Kindness Defined

Yesterday I wrote…

…Kindness is a behavior marked by ethical characteristics, an awareness of the impact of your actions, and a desire to better yourself and others.

There are four distinct aspects I now wish to explore.

First, kindness is a behavior. It cannot be represented as a single act. Donating to charity is an act, and can be considered by some as good. Paying someone a compliment he or she deserves, again an act, can be considered nice. These are all actions, but the fundamentals, the cause that drive those acts determine the fabric of a person’s character. Moods will vary from time to time, and everyone will experience cloudy as well as sunny days. But how a person responds to those moods, to their life’s weather changes, defines their behavior. To put it another way, how a person acts, given a good or bad scenario, is only a snapshot of who they are in that moment. The aggregate of those actions over time will reveal person’s behavior as driven by a person’s character.

Second, kindness is ethical.
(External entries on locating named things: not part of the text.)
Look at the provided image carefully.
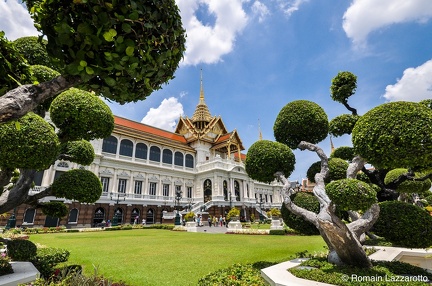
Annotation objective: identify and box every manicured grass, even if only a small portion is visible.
[30,229,325,286]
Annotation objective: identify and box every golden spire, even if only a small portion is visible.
[200,69,204,103]
[192,69,212,124]
[258,118,262,140]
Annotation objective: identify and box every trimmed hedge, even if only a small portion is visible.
[372,201,432,248]
[7,239,37,261]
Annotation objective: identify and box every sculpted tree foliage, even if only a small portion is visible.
[0,0,185,216]
[246,72,432,268]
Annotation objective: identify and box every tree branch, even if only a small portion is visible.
[0,76,81,123]
[347,204,380,237]
[0,168,14,193]
[0,169,36,213]
[342,101,357,115]
[298,141,331,210]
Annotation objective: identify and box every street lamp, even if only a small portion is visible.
[174,190,183,225]
[5,208,16,230]
[110,193,126,226]
[188,198,193,212]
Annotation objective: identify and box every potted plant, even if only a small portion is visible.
[226,208,240,221]
[267,208,281,219]
[184,212,195,221]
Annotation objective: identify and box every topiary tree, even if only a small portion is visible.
[330,146,355,161]
[0,0,185,217]
[281,192,320,235]
[373,201,432,248]
[247,72,432,267]
[306,158,348,183]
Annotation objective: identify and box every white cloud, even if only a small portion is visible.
[141,97,184,131]
[0,0,38,41]
[343,0,432,45]
[251,1,270,23]
[384,60,432,102]
[277,0,309,16]
[176,0,248,65]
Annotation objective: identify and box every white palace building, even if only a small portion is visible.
[8,77,282,227]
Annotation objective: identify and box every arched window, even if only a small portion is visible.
[150,146,160,162]
[146,209,154,224]
[113,208,123,224]
[68,209,78,223]
[234,181,240,201]
[135,143,147,159]
[93,208,105,225]
[162,149,172,164]
[102,136,117,154]
[223,181,228,201]
[204,179,212,203]
[186,154,194,168]
[120,139,133,157]
[174,151,183,166]
[23,209,36,224]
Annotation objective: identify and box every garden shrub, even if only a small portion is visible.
[373,201,432,248]
[325,179,377,211]
[31,247,70,278]
[0,256,13,276]
[281,192,320,235]
[289,258,432,286]
[306,157,348,184]
[269,229,287,235]
[384,168,431,193]
[7,239,37,261]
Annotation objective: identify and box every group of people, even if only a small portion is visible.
[183,215,227,227]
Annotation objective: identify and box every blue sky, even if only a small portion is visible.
[0,0,432,180]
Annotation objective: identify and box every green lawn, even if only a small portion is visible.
[30,229,325,286]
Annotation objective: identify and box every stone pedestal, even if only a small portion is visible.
[228,220,242,231]
[270,219,283,229]
[186,221,197,232]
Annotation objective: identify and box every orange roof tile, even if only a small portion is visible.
[216,133,231,143]
[114,116,187,144]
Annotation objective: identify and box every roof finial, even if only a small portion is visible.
[330,135,335,154]
[200,68,204,101]
[258,118,262,140]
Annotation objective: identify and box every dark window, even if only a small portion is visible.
[118,179,127,194]
[174,152,183,166]
[223,181,228,201]
[186,154,194,168]
[120,139,133,157]
[102,136,117,154]
[68,209,78,223]
[33,171,44,186]
[234,181,240,201]
[24,209,36,223]
[162,149,172,164]
[187,187,192,199]
[101,177,109,193]
[54,170,66,181]
[150,146,160,162]
[134,181,142,195]
[135,143,147,159]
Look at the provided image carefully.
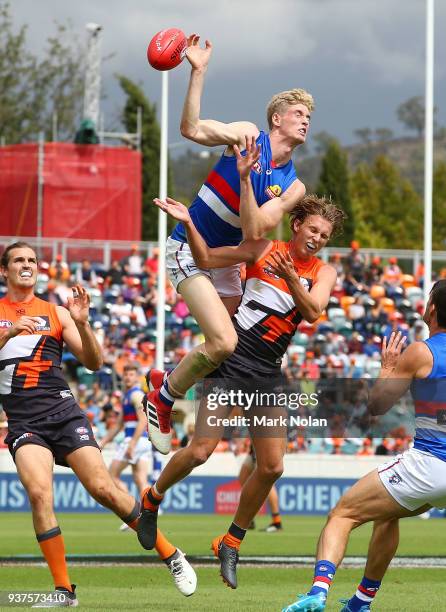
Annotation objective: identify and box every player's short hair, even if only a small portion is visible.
[0,240,35,268]
[430,278,446,328]
[266,89,314,129]
[289,193,347,237]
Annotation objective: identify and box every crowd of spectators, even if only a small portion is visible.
[0,241,434,455]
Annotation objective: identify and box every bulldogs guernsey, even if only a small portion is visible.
[122,385,148,438]
[214,240,325,378]
[171,132,297,247]
[0,297,74,422]
[411,332,446,461]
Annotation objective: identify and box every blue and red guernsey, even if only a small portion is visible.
[411,332,446,461]
[172,132,297,247]
[122,385,147,438]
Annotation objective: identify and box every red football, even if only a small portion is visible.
[147,28,187,70]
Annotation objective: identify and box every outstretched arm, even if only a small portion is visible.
[56,285,103,370]
[234,136,305,240]
[367,332,433,415]
[153,198,271,270]
[180,34,259,147]
[267,251,336,323]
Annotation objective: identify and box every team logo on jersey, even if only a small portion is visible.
[36,315,51,331]
[252,160,262,174]
[389,472,403,484]
[265,185,282,200]
[299,276,310,291]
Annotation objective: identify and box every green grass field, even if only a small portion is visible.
[0,513,446,612]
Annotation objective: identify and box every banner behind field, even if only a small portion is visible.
[0,473,354,514]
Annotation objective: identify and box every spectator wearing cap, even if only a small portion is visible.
[123,244,143,278]
[105,259,124,287]
[75,259,98,287]
[382,257,403,298]
[48,253,71,283]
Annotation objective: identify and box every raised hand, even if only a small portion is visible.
[266,251,297,280]
[186,34,212,70]
[6,316,41,338]
[381,332,406,370]
[153,198,190,223]
[233,136,261,179]
[67,285,90,324]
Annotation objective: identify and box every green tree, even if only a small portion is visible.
[316,140,355,246]
[118,75,172,240]
[351,155,423,249]
[0,0,84,143]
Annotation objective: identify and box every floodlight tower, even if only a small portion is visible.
[84,23,102,128]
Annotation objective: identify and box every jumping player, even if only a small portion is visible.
[138,196,344,588]
[99,363,153,531]
[0,242,196,607]
[283,280,446,612]
[143,34,314,454]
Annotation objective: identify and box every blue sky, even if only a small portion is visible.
[11,0,446,152]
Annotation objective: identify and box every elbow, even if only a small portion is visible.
[180,121,197,140]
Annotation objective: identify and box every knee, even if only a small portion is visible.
[257,460,283,483]
[88,478,117,508]
[190,445,213,467]
[27,484,53,510]
[208,329,238,363]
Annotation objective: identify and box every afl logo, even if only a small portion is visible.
[265,185,282,200]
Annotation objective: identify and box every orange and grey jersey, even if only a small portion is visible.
[230,240,324,373]
[0,297,73,422]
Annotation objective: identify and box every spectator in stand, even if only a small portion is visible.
[105,259,124,287]
[48,253,71,283]
[364,256,383,289]
[75,259,98,287]
[382,257,403,298]
[123,244,143,278]
[144,247,159,278]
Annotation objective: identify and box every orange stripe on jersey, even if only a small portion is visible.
[16,339,53,389]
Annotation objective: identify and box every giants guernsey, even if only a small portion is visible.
[122,385,147,438]
[410,332,446,461]
[172,132,297,247]
[229,240,325,375]
[0,297,73,422]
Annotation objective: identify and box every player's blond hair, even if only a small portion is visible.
[266,89,314,130]
[289,193,347,237]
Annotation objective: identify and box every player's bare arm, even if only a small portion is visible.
[57,285,103,370]
[234,135,305,240]
[267,251,336,323]
[180,34,259,147]
[368,332,433,415]
[98,412,124,450]
[153,198,272,270]
[0,316,39,349]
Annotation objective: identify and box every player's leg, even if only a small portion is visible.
[286,470,428,612]
[108,459,129,493]
[131,457,149,495]
[264,484,283,533]
[212,437,286,589]
[14,444,74,601]
[343,519,399,612]
[66,446,197,595]
[138,437,219,550]
[143,274,237,454]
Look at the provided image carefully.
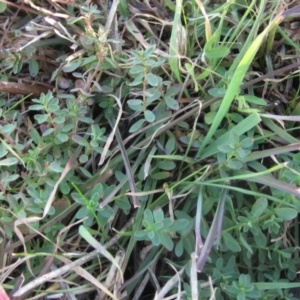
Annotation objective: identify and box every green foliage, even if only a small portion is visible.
[0,0,300,300]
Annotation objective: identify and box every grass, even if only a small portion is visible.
[0,0,300,300]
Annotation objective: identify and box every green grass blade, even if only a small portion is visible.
[197,12,281,157]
Ethics is the moral philosophy that enables us to weigh the concepts of right and wrong. We will explore kindness in ethics in more length another day. However, one clarification before we move on is that the concept of right and wrong is subjective. This is evident in the fact that there is a field of philosophy dedicated to dissecting what could be a correct action given a scenario. I have found that using your common sense and your moral compass will steer you bravely in most occasions. So chances are if there is a little voice in your head saying not to do something, or your gut saying that you should…listen to it.

Third, kindness requires on self-awareness. The cliché, “the broader the base, the taller the tower,” is a true, encouraging statement. Meaning, if a person is well rounded, focusing on improving their strengths as well weaknesses, and is knowledgeable in many ways, he or she will likely succeed and an ambition. Although well intended, masters of their crafts, be it athletes, academics, engineers, leaders…got that way because they all focused concretely on their strengths. The difference between being good or great is separated by being exceptional in only a few or even one characteristic. Apply that same concept to us as human beings. We are, as far as we know, truly unique in this universe. Take a moment and wrap your mind around how utterly amazing we are. We have for tens-of-thousands of years been exempt from the food chain, birthing undying civilizations, thought shattering art, towers that stretch the imagination, and far reaching technologies that has brought the future to today. What is the difference between us and all other life we know? It is our gift of self-awareness. Rene Descartes said, “Cogito ergo sum” …think, therefore I am…which was the answer to the question, “Do we exist?” So it stands to reason that one way to become the best versions of ourselves is to “double down” on this gift that we have…self-awareness. Consider the inward and outward benefits of honing sharp this ability. To understand yourself is driven by understanding what you enjoy, and dislike, types of people and things you want to be around, how you respond in good as well as stressful times, to be in reverence of your past, to be present in the moment, to understand forgiveness…all in the pursuit of leading a more fulfilling life. Now apply that clarity outward, and to understand how your actions impact others. Consider the last time you thought about how you make others feel? How you treated your loved ones, or complete strangers? Did you consider your mood? Did you consider objectively how someone was making you feel? Did you consider what emotions you wanted to evoke from the person you were with, the moment you were with them? Did you consider how your inner struggles, your inner demons, may distract you from this understanding, or how the inner demons of others may deter you from it as well? This simple, yet profound, logical chain is the beginning of self-awareness. Understanding the why, and how to bring about the impact you were seeking is the rest of it.

Fourth, kindness is self-preservation. We are one human society. There are no literal barriers that divide us from the next person, only invented ones. The divisions of race, creed, sexuality, religion, ethnicity are all constructs that were made up by a legacy we inherited to help us understand why we are different. The irony is that our only true differences are our experiences. And that is what defines us, not our characteristics, which are merely a part of us. In the end we are all made up of the same things…of beating hearts, of heaving chests, of arms and passion to lift us up, of legs and will to carry us, and of stardust. We are all hurtling together on this pale blue dot through the cosmos. And as far as we know, the cosmos is an infinitely large place, and this small planet we call home is not. Be it in a family unit, a village, a civilization or a human society, we are all in this together. It should not come as a surprise that in every culture we have known the resolve to better ourselves and others have been a constant factor.

All of these elements…behavior, ethics, self-awareness, self-preservation, can be woven together to become one trait…the wisdom to love yourself. Loving yourself is one of the first aspects of being kind, which is something that may take a lifetime to learn. As I wrote yesterday, I believe that most people do not know how to be kind. Considering the depth of the four aspects we only briefly explored I hope you start to understand why.

Until then, stay mindful, my friends.